Your question seems to telegraph the expected answer: the teaching is focused on recitals and advancing through graded methods. That kind of teaching isn't concerned with understanding why things happen in music.
EDIT
I wasn't going to add this initially, but there seems to be a lot of interest (disagreement) on this topic of transposing.
Recently I started working on Bach's Two Part Invention in C Minor and I simply did not want to memorize it. I've done that before with other music, and eventually I forget the stuff.
I decided to take most of the expository material and break it up into two beat units which I then practiced by sequencing the stuff up and down by step. I also inverted the parts between the hands. I made myself a sort of shorthand score of what I was doing, like this...
...the double notes at the end of phrases are supposed to show the continuation by sequence up/down. Fingerings above/below are RH/LH depending on how the hands invert. I don't expect anyone else to read this, but I think the basic idea should be clear enough.
Now I've moved on to playing each hands separately, but I play it in various keys. The music itself modulated up a fifth so you can just repeat the exposition and keep going around the circle of fifths.
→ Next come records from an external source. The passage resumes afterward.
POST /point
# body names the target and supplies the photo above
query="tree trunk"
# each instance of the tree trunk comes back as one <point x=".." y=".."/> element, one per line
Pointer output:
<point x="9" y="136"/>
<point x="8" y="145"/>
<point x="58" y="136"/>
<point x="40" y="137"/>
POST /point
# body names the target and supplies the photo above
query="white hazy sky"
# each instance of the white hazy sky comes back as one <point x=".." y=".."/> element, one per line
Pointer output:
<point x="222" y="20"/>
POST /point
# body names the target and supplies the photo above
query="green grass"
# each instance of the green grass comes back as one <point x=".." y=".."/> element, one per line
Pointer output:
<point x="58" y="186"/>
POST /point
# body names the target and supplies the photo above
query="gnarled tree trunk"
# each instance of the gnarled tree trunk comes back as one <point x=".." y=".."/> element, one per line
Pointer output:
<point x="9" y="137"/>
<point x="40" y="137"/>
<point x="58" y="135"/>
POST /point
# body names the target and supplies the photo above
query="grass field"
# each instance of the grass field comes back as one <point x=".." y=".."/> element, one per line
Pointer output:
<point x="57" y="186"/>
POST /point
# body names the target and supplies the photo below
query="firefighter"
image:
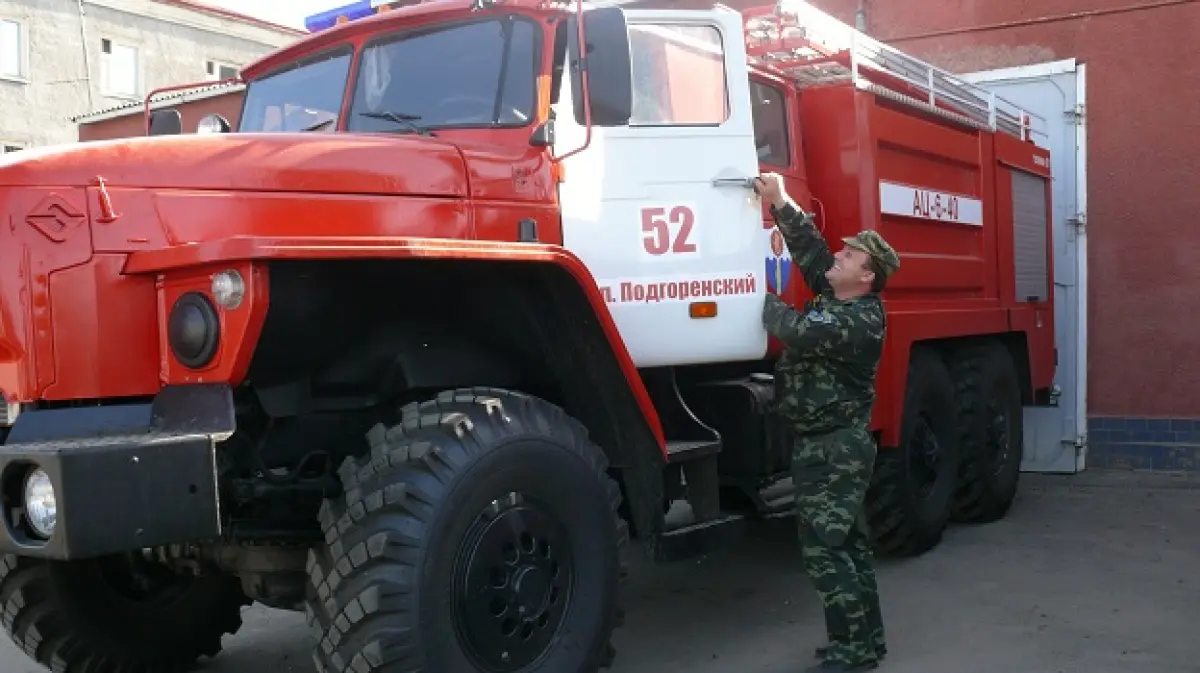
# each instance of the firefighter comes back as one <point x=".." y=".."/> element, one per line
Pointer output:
<point x="826" y="391"/>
After working through a few keys and getting used to the changing "topographical" feel it seems I can play it in any key comfortably without practice.
I'm not done with the piece yet, and certainly this take more time than just memorizing it in C
, but I definitely feel like I'm learn much, much more this way. My hands move more freely and I better understand the actual tonal content of the music.
At the very least, you aren't the only person that thinks transposing is a useful study method.